LOC Workshop on Etexts, Library of Congress [books to read in a lifetime TXT] 📗
- Author: Library of Congress
- Performer: -
Book online «LOC Workshop on Etexts, Library of Congress [books to read in a lifetime TXT] 📗». Author Library of Congress
BARONAS next outlined the four categories of EIM standardization in which AIIM standards are being developed: transfer and retrieval, evaluation, optical disc and document scanning applications, and design and conversion of documents. She detailed several of the main projects of each: 1) in the category of image transfer and retrieval, a bi-level image transfer format, ANSI/AIIM MS53, which is a proposed standard that describes a file header for image transfer between unlike systems when the images are compressed using G3 and G4 compression; 2) the category of image evaluation, which includes the AIIM-proposed TR26 tutorial on image resolution (this technical report will treat the differences and similarities between classical or photographic and electronic imaging); 3) design and conversion, which includes a proposed technical report called “Forms Design Optimization for EIM” (this report considers how general-purpose business forms can be best designed so that scanning is optimized; reprographic characteristics such as type, rules, background, tint, and color will likewise be treated in the technical report); 4) disk and document scanning applications includes a project a) on planning platters and disk management, b) on generating an application profile for EIM when images are stored and distributed on CD-ROM, and c) on evaluating SCSI2, and how a common command set can be generated for SCSI2 so that document scanners are more easily integrated. (ANSI/AIIM MS53 will also apply to compressed images.)
******
+++++++++++++++++++++++++++++++++++++++++++++++++++++++++++++++++++++++++
BATTIN The implications of standards for preservation A major obstacle to successful cooperation A hindrance to access in the digital environment Standards a double-edged sword for those concerned with the preservation of the human record Near-term prognosis for reliable archival standards Preservation concerns for electronic media Need for reconceptualizing our preservation principles Standards in the real world and the politics of reproduction Need to redefine the concept of archival and to begin to think in terms of life cycles Cooperation and the La Guardia Eight Concerns generated by discussions on the problems of preserving text and image General principles to be adopted in a world without standards *
+++++++++++++++++++++++++++++++++++++++++++++++++++++++++++++++++++++++++
Patricia BATTIN, president, the Commission on Preservation and Access (CPA), addressed the implications of standards for preservation. She listed several areas where the library profession and the analog world of the printed book had made enormous contributions over the past hundred years—for example, in bibliographic formats, binding standards, and, most important, in determining what constitutes longevity or archival quality.
Although standards have lightened the preservation burden through the development of national and international collaborative programs, nevertheless, a pervasive mistrust of other people’s standards remains a major obstacle to successful cooperation, BATTIN said.

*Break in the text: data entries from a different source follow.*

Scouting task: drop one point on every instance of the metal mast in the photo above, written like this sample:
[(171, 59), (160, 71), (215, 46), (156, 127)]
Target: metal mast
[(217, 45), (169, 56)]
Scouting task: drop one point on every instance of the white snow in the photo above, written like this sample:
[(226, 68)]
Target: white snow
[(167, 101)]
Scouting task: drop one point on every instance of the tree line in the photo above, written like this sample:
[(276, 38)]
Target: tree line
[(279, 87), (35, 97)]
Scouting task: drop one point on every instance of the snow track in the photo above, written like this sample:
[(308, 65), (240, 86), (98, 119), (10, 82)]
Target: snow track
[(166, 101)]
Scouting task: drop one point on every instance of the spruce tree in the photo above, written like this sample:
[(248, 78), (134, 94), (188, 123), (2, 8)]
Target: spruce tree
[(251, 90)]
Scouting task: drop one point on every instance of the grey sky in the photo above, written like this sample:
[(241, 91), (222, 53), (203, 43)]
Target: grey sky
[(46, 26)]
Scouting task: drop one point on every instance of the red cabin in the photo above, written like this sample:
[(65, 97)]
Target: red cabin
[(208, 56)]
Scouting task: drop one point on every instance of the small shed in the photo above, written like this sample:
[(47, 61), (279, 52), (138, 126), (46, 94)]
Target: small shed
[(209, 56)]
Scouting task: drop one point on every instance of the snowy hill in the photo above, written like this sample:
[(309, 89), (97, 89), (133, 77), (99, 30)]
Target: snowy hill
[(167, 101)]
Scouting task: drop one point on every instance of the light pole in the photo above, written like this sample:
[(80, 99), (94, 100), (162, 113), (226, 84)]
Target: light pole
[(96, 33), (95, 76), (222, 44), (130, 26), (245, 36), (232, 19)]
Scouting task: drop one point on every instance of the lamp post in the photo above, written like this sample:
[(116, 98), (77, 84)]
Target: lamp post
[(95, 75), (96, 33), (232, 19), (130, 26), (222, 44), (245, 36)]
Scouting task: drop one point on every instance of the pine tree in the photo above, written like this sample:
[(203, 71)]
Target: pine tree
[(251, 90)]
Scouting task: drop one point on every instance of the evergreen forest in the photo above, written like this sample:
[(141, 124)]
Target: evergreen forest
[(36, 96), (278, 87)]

The zeal to achieve perfection, regardless of the cost, has hindered rather than facilitated access in some instances, and in the digital environment, where no real standards exist, has brought an ironically just reward.
BATTIN argued that standards are a double-edged sword for those concerned with the preservation of the human record, that is, the provision of access to recorded knowledge in a multitude of media as far into the future as possible. Standards are essential to facilitate interconnectivity and access, but, BATTIN said, as LYNCH pointed out yesterday, if set too soon they can hinder creativity, expansion of capability, and the broadening of access. The characteristics of standards for digital imagery differ radically from those for analog imagery. And the nature of digital technology implies continuing volatility and change. To reiterate, precipitous standard-setting can inhibit creativity, but delayed standard-setting results in chaos.
Since in BATTIN’S opinion the near-term prognosis for reliable archival standards, as defined by librarians in the analog world, is poor, two alternatives remain: standing pat with the old technology, or reconceptualizing.
Preservation concerns for electronic media fall into two general domains. One is the continuing assurance of access to knowledge originally generated, stored, disseminated, and used in electronic form. This domain contains several subdivisions, including 1) the closed, proprietary systems discussed the previous day, bundled information such as electronic journals and government agency records, and electronically produced or captured raw data; and 2) the application of digital technologies to the reformatting of materials originally published on a deteriorating analog medium such as acid paper or videotape.
The preservation of electronic media requires a reconceptualizing of our preservation principles during a volatile, standardless transition which may last far longer than any of us envision today. BATTIN urged the necessity of shifting focus from assessing, measuring, and setting standards for the permanence of the medium to the concept of managing continuing access to information stored on a variety of media and requiring a variety of ever-changing hardware and software for access—a fundamental shift for the library profession.
BATTIN offered a primer on how to move forward with reasonable confidence in a world without standards. Her comments fell roughly into two sections: 1) standards in the real world and 2) the politics of reproduction.
In regard to real-world standards, BATTIN argued the need to redefine the concept of archive and to begin to think in terms of life cycles. In the past, the naive assumption that paper would last forever produced a cavalier attitude toward life cycles. The transient nature of the electronic media has compelled people to recognize and accept upfront the concept of life cycles in place of permanency.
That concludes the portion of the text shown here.